La historia, tal y como el hechicero la había contado, no resultaba agradable de escuchar. Con tranquila e inflexible determinación, que no había podido enmascarar el dolor evocado por sus recuerdos, Jasker explicó que era —o, con más precisión, había sido— uno de los respetados sacerdotes-hechiceros Ranaya, de la Diosa del Fuego, avatar de la Madre Tierra que había sido adorada en la región durante generaciones. Pero con la llegada del Charchad habían llegado también violentos y terribles cambios. El culto —y hasta ahora Jasker no le había dicho nada de sus orígenes— había crecido con aterradora rapidez, hasta que sus dignatarios se sintieron lo bastante poderosos como para desafiar el reinado de Ranaya, deponiendo a su clero.
Quizá, dijo el hechicero lleno de amargura, él y sus compañeros de religión habían sido unos estúpidos por resistirse. Quizás hubieran debido darse cuenta antes de que fuera demasiado tarde de que una confrontación directa con el Charchad no acarrearía más que el desastre; los devotos del culto habían utilizado el temor y la tortura para extender su influencia por el territorio minero y ningún hombre ni mujer corriente se atrevía a protestar, y mucho menos a levantar una mano contra ellos. Pero se habían resistido; y su ferviente esperanza de que las gentes por las que durante tanto tiempo habían intercedido ante Ranaya se levantarían con ellos resultó ser falsa. Los amigos de Jasker, sus queridos compañeros, fueron masacrados. Intentaron utilizar su magia, pero el Charchad poseía sus propios poderes que ellos no podían ni comprender ni combatir. Y cuando las torturas y las matanzas terminaron, la propia esposa de Jasker, a quien éste adoraba, estaba entre los cuerpos destrozados que el culto dejó tras de sí.

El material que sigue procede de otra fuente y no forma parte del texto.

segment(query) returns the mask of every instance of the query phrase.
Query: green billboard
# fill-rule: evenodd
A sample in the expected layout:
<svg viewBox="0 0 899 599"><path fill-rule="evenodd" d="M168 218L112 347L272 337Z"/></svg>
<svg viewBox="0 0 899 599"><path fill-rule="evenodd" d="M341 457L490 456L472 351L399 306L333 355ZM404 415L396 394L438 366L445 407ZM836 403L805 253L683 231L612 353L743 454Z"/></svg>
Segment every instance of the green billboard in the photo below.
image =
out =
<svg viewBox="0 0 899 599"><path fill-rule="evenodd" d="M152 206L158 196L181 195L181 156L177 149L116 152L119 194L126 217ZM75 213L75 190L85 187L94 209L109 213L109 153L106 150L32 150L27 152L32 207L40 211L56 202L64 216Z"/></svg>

La fría objetividad con que el hechicero relató la forma en que había muerto su esposa conmocionó vivamente a Índigo, ya que podía percibir la titánica tensión que la repetición del relato ocasionaba a aquel hombre. Un momentáneo lapso, una mínima pizca de emoción, y Jasker se habría derrumbado incontrolable. Su esposa —no quiso decirle su nombre; según su tradición era una descortesía pronunciar en voz alta los nombres de los difuntos— había sido torturada durante toda una noche. No reveló los detalles de su tortura, e Índigo no preguntó. Pero describió cómo, despojado de su poder y sin la menor posibilidad de ayudarla, había sido obligado a presenciar su lento y agonizante trayecto hacia la muerte.